1. If you can, shorten the trip for the purposes of saving on travel insurance: in this case, time = money, the more time you spend outside of your home country the higher the cost of insurance, so factor that in when you’re doing long layover, multiple connection flights.

2. food, pack your own non-perishable food: This is so important! I had somehow forgotten that security checks do not like you when you bring ‘perishable’ food into after security and I was very recently reacquainted just how expensive things could be inside the airport… 10 dollars for a pre-packed sandwich at LAX, which contains two pieces of white bread and mystery meat drenched in sodium? Like, why are we getting prison food at airports? And then you also realize, to get out of the airport is too much of a hassle – so think ahead of time.

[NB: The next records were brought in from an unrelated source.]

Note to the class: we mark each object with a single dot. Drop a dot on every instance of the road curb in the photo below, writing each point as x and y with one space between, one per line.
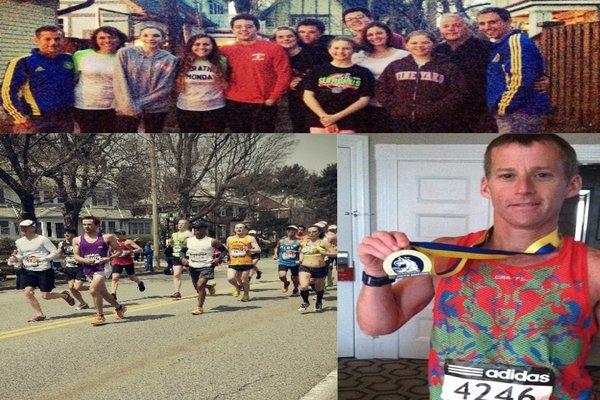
325 390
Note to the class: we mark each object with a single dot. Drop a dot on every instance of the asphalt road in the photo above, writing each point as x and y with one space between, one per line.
263 349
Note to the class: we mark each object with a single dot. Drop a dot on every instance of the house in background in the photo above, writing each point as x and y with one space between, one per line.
290 12
132 15
529 15
104 204
18 22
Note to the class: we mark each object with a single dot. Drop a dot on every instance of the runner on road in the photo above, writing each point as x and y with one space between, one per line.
312 265
241 246
178 238
287 252
91 249
125 261
197 254
33 257
73 270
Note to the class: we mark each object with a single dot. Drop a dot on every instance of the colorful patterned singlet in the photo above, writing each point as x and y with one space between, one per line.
494 314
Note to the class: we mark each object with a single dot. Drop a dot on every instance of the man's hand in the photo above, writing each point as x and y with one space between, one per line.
542 85
23 127
373 249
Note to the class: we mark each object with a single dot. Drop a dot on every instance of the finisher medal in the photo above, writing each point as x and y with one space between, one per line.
406 263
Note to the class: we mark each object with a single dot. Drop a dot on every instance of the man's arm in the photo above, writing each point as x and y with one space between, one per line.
522 68
283 73
254 248
383 310
114 245
14 78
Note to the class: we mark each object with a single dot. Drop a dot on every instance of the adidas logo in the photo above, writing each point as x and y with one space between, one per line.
523 376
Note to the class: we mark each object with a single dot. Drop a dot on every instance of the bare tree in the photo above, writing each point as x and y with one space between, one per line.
26 159
200 169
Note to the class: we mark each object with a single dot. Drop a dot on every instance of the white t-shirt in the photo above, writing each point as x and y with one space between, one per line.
201 92
35 254
199 252
377 65
94 90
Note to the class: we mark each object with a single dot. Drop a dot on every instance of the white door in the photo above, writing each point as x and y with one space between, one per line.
353 224
427 191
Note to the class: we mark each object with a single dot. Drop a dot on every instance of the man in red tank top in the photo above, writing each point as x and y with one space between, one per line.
125 262
520 327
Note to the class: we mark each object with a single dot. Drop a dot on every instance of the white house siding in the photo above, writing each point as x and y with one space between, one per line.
18 22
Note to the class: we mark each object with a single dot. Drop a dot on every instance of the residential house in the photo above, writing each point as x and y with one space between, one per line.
103 204
290 208
18 21
132 15
529 15
288 12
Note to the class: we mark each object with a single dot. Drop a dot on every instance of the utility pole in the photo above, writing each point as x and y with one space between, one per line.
154 198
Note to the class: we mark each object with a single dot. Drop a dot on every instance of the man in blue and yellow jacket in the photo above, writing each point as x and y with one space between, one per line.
38 89
515 64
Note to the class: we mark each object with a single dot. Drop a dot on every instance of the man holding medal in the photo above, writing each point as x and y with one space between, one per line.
516 306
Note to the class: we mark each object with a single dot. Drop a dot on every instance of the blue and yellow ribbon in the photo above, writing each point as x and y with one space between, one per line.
544 245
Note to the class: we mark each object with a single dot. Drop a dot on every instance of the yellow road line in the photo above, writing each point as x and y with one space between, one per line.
78 320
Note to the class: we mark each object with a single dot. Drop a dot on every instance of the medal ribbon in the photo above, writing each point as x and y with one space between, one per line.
544 245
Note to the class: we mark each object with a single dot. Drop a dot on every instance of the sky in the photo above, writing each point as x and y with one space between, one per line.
314 152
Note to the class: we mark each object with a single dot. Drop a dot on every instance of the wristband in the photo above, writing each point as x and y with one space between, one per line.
373 281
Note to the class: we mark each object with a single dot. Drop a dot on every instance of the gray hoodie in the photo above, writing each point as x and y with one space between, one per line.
143 83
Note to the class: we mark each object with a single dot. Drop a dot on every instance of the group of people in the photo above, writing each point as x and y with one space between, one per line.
516 306
95 257
309 257
376 81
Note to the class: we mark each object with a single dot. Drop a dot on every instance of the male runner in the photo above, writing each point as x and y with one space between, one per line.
260 76
91 249
178 238
515 64
241 246
197 254
520 327
125 262
287 251
33 257
73 270
38 89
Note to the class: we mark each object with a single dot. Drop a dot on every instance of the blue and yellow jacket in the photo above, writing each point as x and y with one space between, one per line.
515 64
36 85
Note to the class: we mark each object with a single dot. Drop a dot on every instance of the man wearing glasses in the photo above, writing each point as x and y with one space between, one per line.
356 18
34 256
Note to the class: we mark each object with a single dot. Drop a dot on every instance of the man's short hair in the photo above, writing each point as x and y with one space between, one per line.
502 13
317 23
568 155
48 28
356 9
245 16
95 219
454 15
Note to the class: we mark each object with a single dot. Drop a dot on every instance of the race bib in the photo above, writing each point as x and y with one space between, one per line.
30 261
70 261
468 381
198 256
238 253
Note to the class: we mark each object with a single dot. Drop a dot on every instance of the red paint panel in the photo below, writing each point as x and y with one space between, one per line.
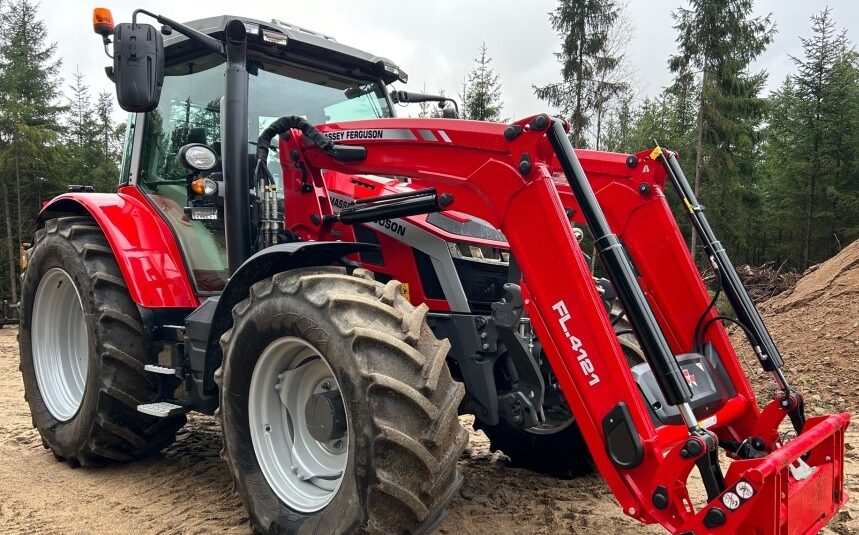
143 244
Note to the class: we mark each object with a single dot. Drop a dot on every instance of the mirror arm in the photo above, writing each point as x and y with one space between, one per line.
209 42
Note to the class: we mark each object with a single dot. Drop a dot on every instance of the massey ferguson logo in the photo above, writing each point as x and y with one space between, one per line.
585 362
690 377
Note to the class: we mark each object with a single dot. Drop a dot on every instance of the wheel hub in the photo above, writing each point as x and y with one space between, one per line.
298 424
60 345
326 416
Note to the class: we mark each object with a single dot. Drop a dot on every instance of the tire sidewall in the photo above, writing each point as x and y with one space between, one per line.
263 325
61 436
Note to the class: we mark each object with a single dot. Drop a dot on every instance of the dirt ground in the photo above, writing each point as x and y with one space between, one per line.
186 490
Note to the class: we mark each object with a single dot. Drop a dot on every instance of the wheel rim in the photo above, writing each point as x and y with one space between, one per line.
304 473
59 343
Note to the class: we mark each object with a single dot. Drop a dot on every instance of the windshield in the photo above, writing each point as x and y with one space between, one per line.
189 112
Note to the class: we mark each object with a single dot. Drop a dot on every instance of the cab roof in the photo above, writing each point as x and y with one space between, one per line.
303 45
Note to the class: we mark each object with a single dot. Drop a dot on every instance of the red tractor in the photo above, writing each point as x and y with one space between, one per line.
338 298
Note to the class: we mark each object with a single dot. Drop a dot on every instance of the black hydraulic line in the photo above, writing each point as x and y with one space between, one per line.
363 213
619 269
732 286
234 152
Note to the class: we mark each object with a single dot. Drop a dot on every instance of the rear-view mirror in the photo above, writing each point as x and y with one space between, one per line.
138 66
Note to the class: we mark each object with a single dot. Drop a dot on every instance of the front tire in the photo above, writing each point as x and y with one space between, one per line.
396 466
83 350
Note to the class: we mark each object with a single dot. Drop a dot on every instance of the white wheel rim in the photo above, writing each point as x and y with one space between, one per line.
304 473
58 338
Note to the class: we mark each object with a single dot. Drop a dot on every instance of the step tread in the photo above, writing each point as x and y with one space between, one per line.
161 409
164 370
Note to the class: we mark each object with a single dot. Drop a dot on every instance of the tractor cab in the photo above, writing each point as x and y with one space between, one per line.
291 71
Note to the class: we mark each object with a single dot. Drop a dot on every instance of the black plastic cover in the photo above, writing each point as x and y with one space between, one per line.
622 441
707 379
138 66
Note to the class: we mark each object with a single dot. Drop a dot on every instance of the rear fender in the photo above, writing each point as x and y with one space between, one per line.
142 243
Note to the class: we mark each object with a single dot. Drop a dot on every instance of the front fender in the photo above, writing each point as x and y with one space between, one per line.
264 264
142 243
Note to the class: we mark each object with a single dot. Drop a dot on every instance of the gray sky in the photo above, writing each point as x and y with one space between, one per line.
436 41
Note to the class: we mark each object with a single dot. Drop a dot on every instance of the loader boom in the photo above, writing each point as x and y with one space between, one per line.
518 179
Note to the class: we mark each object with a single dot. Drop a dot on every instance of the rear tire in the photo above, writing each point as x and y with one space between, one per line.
402 438
87 415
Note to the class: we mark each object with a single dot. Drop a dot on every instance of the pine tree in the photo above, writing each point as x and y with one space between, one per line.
481 98
587 61
435 111
28 123
719 39
423 107
810 150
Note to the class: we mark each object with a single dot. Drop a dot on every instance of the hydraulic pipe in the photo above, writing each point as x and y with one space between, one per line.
736 293
620 271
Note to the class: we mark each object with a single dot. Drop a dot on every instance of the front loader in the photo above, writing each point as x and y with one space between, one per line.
328 297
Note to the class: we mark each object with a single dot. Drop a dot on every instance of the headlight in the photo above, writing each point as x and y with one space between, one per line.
204 186
197 157
477 253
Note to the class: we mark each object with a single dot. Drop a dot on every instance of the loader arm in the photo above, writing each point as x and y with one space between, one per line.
513 177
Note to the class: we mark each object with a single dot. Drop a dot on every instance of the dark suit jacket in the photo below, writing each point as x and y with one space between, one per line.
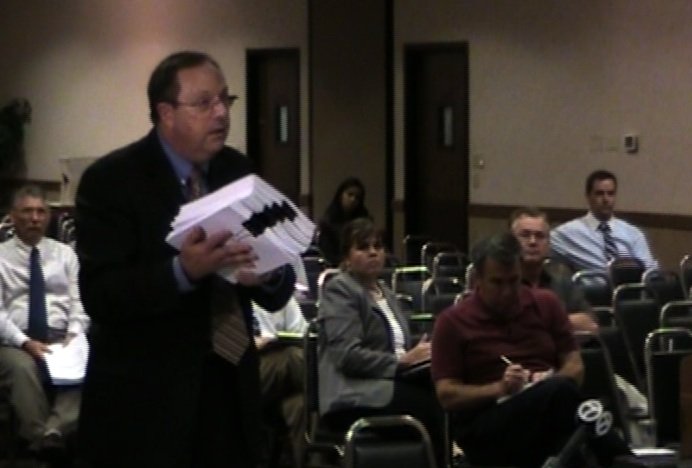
149 341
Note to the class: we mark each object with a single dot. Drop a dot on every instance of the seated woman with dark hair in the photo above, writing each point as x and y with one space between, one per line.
364 343
348 204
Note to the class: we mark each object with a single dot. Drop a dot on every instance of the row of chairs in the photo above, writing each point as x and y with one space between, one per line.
369 442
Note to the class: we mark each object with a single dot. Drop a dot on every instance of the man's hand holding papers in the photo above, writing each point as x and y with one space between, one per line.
246 225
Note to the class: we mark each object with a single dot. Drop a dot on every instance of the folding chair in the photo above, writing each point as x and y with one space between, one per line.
440 292
322 280
9 438
664 350
431 249
599 379
624 270
381 441
665 285
636 314
469 279
319 438
686 273
449 265
596 287
676 314
409 281
413 243
314 266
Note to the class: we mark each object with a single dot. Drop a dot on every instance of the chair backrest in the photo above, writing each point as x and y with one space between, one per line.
409 281
413 243
387 441
449 264
599 379
676 314
664 350
439 293
637 315
430 249
595 285
322 280
686 273
314 266
310 379
665 285
469 279
624 270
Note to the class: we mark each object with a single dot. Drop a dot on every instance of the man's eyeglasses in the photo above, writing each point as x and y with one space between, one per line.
526 234
206 104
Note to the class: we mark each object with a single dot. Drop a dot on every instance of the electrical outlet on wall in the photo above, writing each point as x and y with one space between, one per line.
630 142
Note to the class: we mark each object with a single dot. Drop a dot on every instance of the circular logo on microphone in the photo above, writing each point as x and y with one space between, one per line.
589 411
603 424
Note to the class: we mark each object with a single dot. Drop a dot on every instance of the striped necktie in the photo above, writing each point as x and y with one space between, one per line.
195 183
38 316
229 333
609 248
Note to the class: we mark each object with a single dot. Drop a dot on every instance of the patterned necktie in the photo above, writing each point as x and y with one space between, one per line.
38 317
609 247
229 336
229 333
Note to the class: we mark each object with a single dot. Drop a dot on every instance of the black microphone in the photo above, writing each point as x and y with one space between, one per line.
593 421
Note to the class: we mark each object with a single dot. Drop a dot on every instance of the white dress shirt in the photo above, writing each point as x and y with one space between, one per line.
288 319
581 243
63 305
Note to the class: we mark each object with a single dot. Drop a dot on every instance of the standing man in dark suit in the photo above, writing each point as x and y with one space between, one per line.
158 392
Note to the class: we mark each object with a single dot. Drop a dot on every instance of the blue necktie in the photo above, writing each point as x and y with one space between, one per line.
38 318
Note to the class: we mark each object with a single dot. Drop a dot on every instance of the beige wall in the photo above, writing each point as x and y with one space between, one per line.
555 85
553 88
84 64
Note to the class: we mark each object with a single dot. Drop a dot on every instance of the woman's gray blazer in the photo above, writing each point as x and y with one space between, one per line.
357 363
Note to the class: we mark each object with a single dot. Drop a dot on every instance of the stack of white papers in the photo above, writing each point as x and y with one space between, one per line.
67 364
257 214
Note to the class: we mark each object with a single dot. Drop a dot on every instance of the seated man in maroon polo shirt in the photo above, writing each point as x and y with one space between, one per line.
507 368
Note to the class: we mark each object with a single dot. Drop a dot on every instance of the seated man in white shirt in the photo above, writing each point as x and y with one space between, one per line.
590 242
30 322
281 367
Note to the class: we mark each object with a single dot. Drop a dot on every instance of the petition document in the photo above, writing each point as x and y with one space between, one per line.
67 364
257 214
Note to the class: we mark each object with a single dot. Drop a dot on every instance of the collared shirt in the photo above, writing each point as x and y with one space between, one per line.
63 304
581 244
182 168
288 319
469 340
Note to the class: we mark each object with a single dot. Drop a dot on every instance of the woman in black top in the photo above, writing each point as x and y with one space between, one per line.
348 204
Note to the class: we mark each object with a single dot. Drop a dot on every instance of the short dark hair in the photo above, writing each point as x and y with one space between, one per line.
29 190
163 83
529 211
504 248
356 232
597 176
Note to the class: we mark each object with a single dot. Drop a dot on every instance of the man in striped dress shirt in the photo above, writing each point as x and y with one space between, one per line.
591 241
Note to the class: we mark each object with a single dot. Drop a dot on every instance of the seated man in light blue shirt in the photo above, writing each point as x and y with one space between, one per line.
27 327
590 242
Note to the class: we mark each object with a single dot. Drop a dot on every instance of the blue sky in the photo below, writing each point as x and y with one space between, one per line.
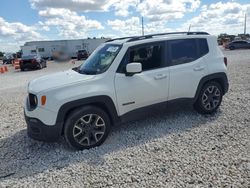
26 20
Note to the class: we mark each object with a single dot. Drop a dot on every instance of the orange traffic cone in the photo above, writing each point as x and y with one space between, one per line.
1 70
5 68
17 65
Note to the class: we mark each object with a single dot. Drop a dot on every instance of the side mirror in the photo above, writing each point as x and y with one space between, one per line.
133 68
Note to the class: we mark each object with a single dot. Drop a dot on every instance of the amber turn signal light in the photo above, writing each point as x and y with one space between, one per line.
43 100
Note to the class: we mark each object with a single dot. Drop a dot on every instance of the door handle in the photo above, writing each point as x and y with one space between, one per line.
199 68
160 76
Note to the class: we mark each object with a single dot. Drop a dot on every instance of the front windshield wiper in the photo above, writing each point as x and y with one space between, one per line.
88 72
77 69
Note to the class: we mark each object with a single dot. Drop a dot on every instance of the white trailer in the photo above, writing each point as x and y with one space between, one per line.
29 50
69 47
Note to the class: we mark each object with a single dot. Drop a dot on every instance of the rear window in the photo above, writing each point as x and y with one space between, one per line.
187 50
203 47
183 51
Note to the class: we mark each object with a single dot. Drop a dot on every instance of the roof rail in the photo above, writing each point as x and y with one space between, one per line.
160 34
122 38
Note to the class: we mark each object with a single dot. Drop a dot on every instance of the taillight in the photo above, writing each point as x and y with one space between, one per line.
225 61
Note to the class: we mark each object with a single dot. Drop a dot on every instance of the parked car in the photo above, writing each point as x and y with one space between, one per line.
31 62
240 44
82 54
8 58
60 56
121 80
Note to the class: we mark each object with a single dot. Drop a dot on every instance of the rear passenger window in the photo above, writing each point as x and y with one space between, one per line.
183 51
203 47
187 50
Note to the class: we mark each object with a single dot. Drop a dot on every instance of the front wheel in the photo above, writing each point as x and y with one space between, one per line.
209 99
87 127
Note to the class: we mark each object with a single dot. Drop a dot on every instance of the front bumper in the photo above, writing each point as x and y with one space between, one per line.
42 132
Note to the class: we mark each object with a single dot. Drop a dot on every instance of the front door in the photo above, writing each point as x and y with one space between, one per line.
145 88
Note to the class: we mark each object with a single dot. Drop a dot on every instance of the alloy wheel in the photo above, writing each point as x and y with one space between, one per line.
211 98
89 129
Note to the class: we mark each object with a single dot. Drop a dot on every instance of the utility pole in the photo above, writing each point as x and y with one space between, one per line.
189 28
142 26
245 25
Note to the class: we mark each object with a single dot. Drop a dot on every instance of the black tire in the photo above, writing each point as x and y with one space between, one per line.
213 101
76 128
232 48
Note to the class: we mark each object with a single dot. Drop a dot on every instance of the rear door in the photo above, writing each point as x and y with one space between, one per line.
188 65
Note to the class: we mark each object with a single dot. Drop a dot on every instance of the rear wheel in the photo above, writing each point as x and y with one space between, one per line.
87 127
209 99
232 48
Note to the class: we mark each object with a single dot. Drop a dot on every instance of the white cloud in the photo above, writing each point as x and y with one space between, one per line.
15 34
68 23
155 10
167 9
17 31
220 18
74 5
133 26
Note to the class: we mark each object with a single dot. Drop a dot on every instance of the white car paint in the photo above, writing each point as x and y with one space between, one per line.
142 89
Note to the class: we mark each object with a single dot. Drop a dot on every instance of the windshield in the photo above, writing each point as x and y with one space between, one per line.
29 57
100 60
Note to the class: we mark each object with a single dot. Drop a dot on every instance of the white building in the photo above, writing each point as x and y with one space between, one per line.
70 47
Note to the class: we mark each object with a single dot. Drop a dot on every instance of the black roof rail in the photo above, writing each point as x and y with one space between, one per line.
160 34
122 38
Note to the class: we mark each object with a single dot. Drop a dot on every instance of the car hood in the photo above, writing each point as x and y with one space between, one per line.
57 80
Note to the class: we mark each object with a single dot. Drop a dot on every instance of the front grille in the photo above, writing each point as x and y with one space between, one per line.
32 101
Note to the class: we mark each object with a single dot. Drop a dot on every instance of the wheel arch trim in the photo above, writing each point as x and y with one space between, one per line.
102 101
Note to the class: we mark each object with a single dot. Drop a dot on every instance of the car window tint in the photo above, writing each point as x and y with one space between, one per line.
150 56
183 51
203 47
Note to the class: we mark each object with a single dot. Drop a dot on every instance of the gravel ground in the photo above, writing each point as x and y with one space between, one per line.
178 148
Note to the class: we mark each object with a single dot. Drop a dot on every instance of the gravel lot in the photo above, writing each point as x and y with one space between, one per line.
178 148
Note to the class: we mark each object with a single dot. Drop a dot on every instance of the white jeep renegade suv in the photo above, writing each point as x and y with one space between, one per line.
121 78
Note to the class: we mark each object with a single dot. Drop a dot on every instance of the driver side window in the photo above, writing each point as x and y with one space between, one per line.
150 56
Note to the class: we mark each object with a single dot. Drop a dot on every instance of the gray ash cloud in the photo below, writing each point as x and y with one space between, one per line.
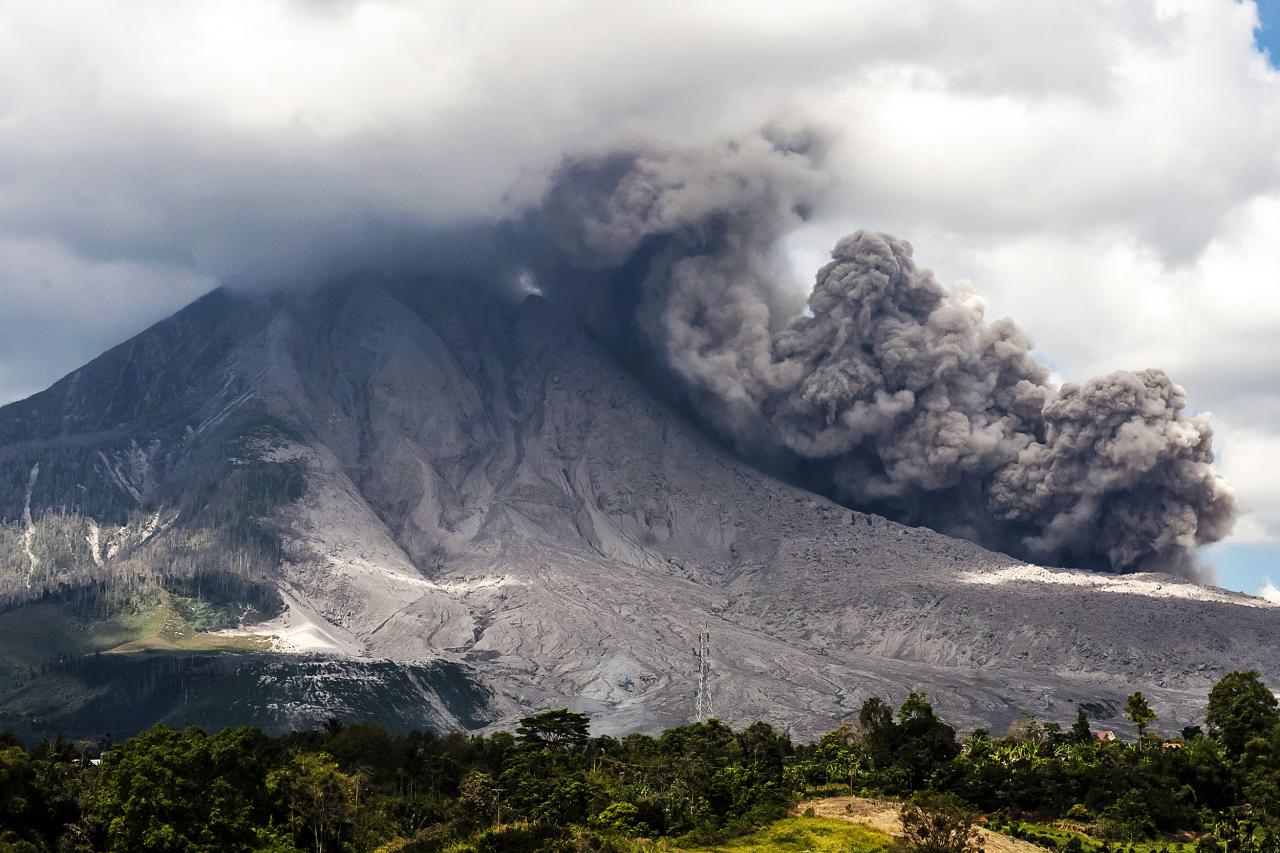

Solution: Try to eat before you go through security, or pack really bland non-perishables that don’t trigger and set off alarms at security, like granola or oatmeal. PS: you shouldn’t bring jam or gel type items…as I learned first hand at LAX, Nutella is not flight friendly.

2. EMPTY WATER BOTTLE: not full because you’d have to chuck them out at security and everything behind security cost an arm and a leg.

Solution: bring your own water bottle and make sure it’s empty. Airports usually have water fountains post-security checks. You can fill them up and bring it onto the plane and make sure you do, because planes are very very dry, people often start coughing at the end of a long-haul flight.

3. SIT TIGHT: say what? More sitting in the waiting area, wouldn’t it be great to stretch your legs before a flight? Yes and no. Yes you should move around and stretch before you’re crammed into a plane, but try to steer clear of anything that calls out to your wallet – the duty free might be ‘tax free’ but always ask yourself, do you really need it?

Solution: load your e-reader up with 100+ books, and have fun.

4. Comfort: if you’re skimping out on hotels to sleep in the airport to save $$$, of course, but be prepared for achy and possibly grumpy mood and a feeling that the time to board is never going to come.

Solution: bite the bullet and repeat, ‘this too shall pass’ while reading books on your e-reader. Because, it most likely will.

All in all, saving money requires tenacity and organization. If you don’t get it quite right the first times, take it as lesson well learned.

overnight airport stay: productivity tips

Who knew that nights at the airport is quieter than a library?

I sure didn’t until last night. I’d thought the experience would be highly uncomfortable, since I’m no stranger of news clips showing people stranded and camped out at airports during snowstorms. However, my experience, on a normal night for Seattle Tacoma Airport – the place is absolutely serene, to the point, hiding in the workstation helped me to focus on things that needed to be done, and I got lots done in the 12 hours I was there – even with distractions from my social media accounts. Yes.

So what are the keys to productivity in an airport?

  1. Decide that you’re here to work: you might as well, you’re staying at an airport, do you really dare to sleep?
  2. Find the secluded workstations if you can: they’re usually the surface with chargers and bar stools. Depending on the airport you might also find some working cubicles which sort of look like some business class seat – it’s shielded from three sides with only one side open, helping you to ignore the outside world.
  3. Get yourself two drinks, not one: you want to stay well hydrated, so if you get a coffee to pull the all nighter, or something stronger like an energy drink, and you want to minimize the times you have to get up to grab something to drink. And when you have two drinks and not one, when you leave to get up to use the washroom, you’ll leave one drink at the table, giving people the idea that you’re coming back (without actually leaving anything valuable behind), saving yourself a seat.
  4. Make sure you get up and stretch regularly: the seats are only comfy for so long, and according to research, sitting is the new smoking, so make sure you get up to stretch, move, yoga!
  5. Respect other people’s space: there might be other travellers staying at the airport at night. Don’t blast loud music, or talk loudly on the phone – respect each other’s space and focus on what you’re working on.